A one-shot extraction often silently **drops a branch** — the model says "OK"
while quietly missing *Investigation → Denied*. Positive feedback fixes that: it
**re-asks the model about anything the source text mentions that's missing from
the answer**, and repeats until nothing is missing (a *fixed point*).

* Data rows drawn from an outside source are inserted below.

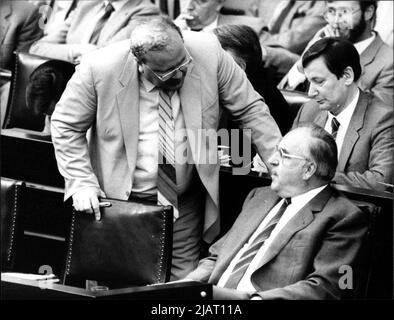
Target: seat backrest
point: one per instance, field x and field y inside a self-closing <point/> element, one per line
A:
<point x="11" y="210"/>
<point x="131" y="244"/>
<point x="295" y="100"/>
<point x="17" y="114"/>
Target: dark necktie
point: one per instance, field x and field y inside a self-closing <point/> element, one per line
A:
<point x="334" y="127"/>
<point x="167" y="192"/>
<point x="249" y="254"/>
<point x="100" y="24"/>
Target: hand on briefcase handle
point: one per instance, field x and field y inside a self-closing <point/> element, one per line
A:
<point x="131" y="244"/>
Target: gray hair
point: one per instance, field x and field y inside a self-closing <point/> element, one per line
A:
<point x="323" y="150"/>
<point x="151" y="34"/>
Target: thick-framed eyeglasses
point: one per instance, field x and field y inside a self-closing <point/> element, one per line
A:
<point x="168" y="75"/>
<point x="332" y="13"/>
<point x="284" y="155"/>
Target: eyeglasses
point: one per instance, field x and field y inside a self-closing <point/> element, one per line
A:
<point x="172" y="73"/>
<point x="284" y="155"/>
<point x="332" y="13"/>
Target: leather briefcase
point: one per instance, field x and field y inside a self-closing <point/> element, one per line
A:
<point x="131" y="244"/>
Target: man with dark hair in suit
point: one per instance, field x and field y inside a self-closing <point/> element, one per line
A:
<point x="291" y="239"/>
<point x="134" y="96"/>
<point x="361" y="124"/>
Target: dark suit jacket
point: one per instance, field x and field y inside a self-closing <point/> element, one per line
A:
<point x="59" y="43"/>
<point x="304" y="260"/>
<point x="367" y="152"/>
<point x="19" y="28"/>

Positive feedback is where capability *and* instability both live, so it's bounded
by two negative-feedback safeguards: a deterministic consistency check (does the
graph cover everything the text mentions?) and a **refusal clamp** — if it can't
converge within a few passes, it refuses to report a confident-but-incomplete
result rather than running away. This **refusal-as-stabilizer** is what makes the
regenerative loop safe.

## What's measured so far

Indicative results, not benchmarks — small corpora, a 3.8B local model
(`phi3:mini`), greedy decoding. See [`docs/results.md`](docs/results.md) for the
full tables and method.

**Headline (run on EC2 against a ~28 GB ceiling model, mixtral 8x7B):** on a
messy, branchy, distractor-laden workflow corpus, the small model **+ the feedback
loop essentially matches a model ~7× its size.**

| configuration | states F1 | transitions F1 |
|---|---|---|
| small model (phi3:mini), one-shot | 0.98 | 0.89 |
| **small model + feedback loop** | **1.00** | **0.90** |
| big ceiling model (mixtral, ~28 GB), one-shot | 1.00 | 0.91 |

→ the loop recovers **100%** of the small→big gap on states and **77%** on
transitions — and on several individual workflows the closed-loop small model
*beat* the big model, because the deterministic reference catches edges that raw
fluency invents or drops.

Other measured pieces: extraction states precision/recall ≈ 1.00 / 0.92; the
regime gate scores 1.00 precision/recall separating finite from continuous on a
clean corpus (it's brittle on deliberately *mixed* inputs — an open problem).

## Documentation

| doc | contents |
|---|---|
| [`docs/index.md`](docs/index.md) | overview and where to start |
| [`docs/architecture.md`](docs/architecture.md) | the op-amp model in depth; the pipeline; refusal-as-stabilizer |
| [`docs/usage.md`](docs/usage.md) | install, the API, the CLI, configuration, bring-your-own-backend |
| [`docs/results.md`](docs/results.md) | the measured results, method, and honest scope |
| [`docs/api.md`](docs/api.md) | reference for every public function |
| [`docs/faq.md`](docs/faq.md) | "do I need a GPU?", "what models?", "does it work offline?" … |

## Repository layout

```
src/llm_feedback_control/   the package (zero-dependency, pure standard library)
  llm.py                    the LLM client + injectable backend + a doctor()
  auditor.py                the negative-feedback pipeline (run_audit)
  feedback.py               the bounded positive-feedback loop (extract_iterative)
  __main__.py               the `lfc` command-line tool
experiments/                repro scripts for the measured results (not shipped)
aws/                        optional: run a large ceiling model on EC2 (not shipped)
docs/                       the documentation suite
tests/                      deterministic tests (no model / no network)
```

## Honest scope

- **A reliability architecture, not a model improvement.** The win is "the system
  knows what it can compute exactly and refuses the rest" — orthogonal to model
  scale. It helps on the *structured / verifiable slice* (workflows, state
  machines, configs), not open-ended generation.
- **It uses no special mathematics.** The deterministic reference is plain
  graph/text consistency. (The finite-field "spectral fingerprint" is an *optional*
  extra exact check, honestly redundant with graph analysis for most workflow
  audits — keep it or ignore it.)
- **Needs a deterministic reference.** Where there's nothing to check against, the
  gate (correctly) refuses to claim exactness.
- **Results are indicative.** Small corpora; treat the numbers as direction, not
  guarantees.

## Origin

This project is the practical, validated spin-off of an internal research
investigation. The investigation's grander mathematical claims did not hold up
under measurement; this engineering architecture — LLM feedback control with
refusal-as-stabilizer — is the part that did. It stands on its own.

## License

MIT with an attribution clause — see [`LICENSE`](LICENSE).
Built with llm-feedback-control by Edward Chalk (sapientronic.ai).